Sergio Moro mostrou, na noite de sexta-feira à TV Globo, uma alegada troca de mensagens entre si e Jair Bolsonaro, datada de quinta-feira, na qual Bolsonaro pretendia uma mudança no comando da Polícia Federal, justificando a necessidade da medida com uma investigação em curso contra deputados aliados do chefe de Estado.

Na conversa enviada por Moro à Globo, o Presidente enviou ao ex-juiz uma hiperligação de uma reportagem do ‘site’ “O Antagonista”, dando conta que a Polícia Federal suspeitava do envolvimento de “dez a 12 deputados bolsonaristas” em relação a um grupo de disseminação de notícias falsas nas redes sociais ligado ao vereador Carlos Bolsonaro, um dos filhos do mandatário.

A acompanhar a hiperligação, Bolsonaro escreveu: “Mais um motivo para a troca”, referindo-se ao seu desejo de mudança na direção da Polícia Federal, cuja liderança estava a cargo de Maurício Valeixo, exonerado na manhã de sexta-feira.

Nessa troca de mensagens, Moro argumentou a Bolsonaro que a investigação em andamento não tinha sido movida por Mauricio Valeixo, acrescentando que esse inquérito estava a ser conduzido pelo juiz do Supremo Tribunal Federal (STF) Alexandre de Moraes.

“As diligências são determinadas por ele [De Moraes], as quebras (de sigilo bancário ou telefónico) são determinadas por ele e as buscas são determinadas por ele”, respondeu o então ministro da Justiça.

O ministro da Justiça e da Segurança Pública do Brasil anunciou na manhã de sexta-feira, durante uma conferência de imprensa, em Brasília, a demissão do cargo que ocupa desde janeiro do ano passado.

“O Presidente disse-me, mais de uma vez, expressamente, que ele queria ter uma pessoa do contacto pessoal dele [para quem] ele pudesse ligar, [de quem] ele pudesse colher informações, [com quem] ele pudesse colher relatórios de inteligência.

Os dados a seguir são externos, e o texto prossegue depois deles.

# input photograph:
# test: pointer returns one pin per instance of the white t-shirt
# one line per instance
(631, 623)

Seja o diretor [da Polícia Federal], seja um superintendente”, declarou Sergio Moro.

Horas depois da demissão de Sergio Moro, Bolsonaro fez uma declaração, negando as acusações do ex-juiz, acrescentando que Moro condicionou a exoneração de Maurício Valeixo à sua nomeação para juiz do Supremo Tribunal Federal.

No ano passado, o chefe de Estado chegou a admitir a possibilidade de indicar Moro para magistrado do Supremo, em substituição do juiz Celso de Mello, que se vai aposentar este ano. Contudo, meses depois, Bolsonaro negou ter um compromisso com Moro nesse sentido.

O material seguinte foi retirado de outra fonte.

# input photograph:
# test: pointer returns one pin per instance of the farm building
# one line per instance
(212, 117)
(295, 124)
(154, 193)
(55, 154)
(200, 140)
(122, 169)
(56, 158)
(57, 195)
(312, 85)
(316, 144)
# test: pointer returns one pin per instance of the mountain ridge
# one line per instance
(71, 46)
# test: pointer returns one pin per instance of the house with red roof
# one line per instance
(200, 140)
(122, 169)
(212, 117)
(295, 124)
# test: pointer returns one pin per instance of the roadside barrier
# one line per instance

Face às acusações de Bolsonaro, a TV Globo pediu a Sergio Moro provas de que ele não havia condicionado a troca no comando da Polícia Federal à sua indicação para o STF.

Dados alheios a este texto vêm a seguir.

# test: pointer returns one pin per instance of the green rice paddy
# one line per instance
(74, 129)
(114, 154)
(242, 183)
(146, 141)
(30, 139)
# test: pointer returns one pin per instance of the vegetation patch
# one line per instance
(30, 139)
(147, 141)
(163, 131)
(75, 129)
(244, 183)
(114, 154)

Para rebater as afirmações do chefe de Estado, o ex-juiz apresentou uma alegada troca de mensagens entre si e a deputada federal Carla Zambelli, aliada de Jair Bolsonaro, e que, aliás, marcou presença ao lado do Presidente na sua declaração contra Moro, na tarde de sexta-feira.

Nas mensagens apresentadas, Zambelli diz: “Por favor, ministro, aceite o Ramage”, numa referência a Alexandre Ramagem, diretor-geral da Agência Brasileira de Inteligência (Abin), apontado como próximo chefe da Polícia Federal.

“E em setembro vá para o STF. Eu me comprometo a ajudar. A fazer JB [iniciais de Jair Bolsonaro] prometer”, acrescentou a deputada, cujo padrinho do seu casamento foi Moro.

Contudo, Moro afirmou que “não está à venda”.

Carla Zambelli respondeu então: “Eu sei. Por Deus, eu sei. Se existe alguém que não está à venda é o senhor”.

O procurador-geral da República (PGR) brasileiro, Augusto Aras, pediu na sexta-feira ao STF a abertura de um inquérito para apurar as acusações feitas pelo ministro demissionário da Justiça contra Jair Bolsonaro.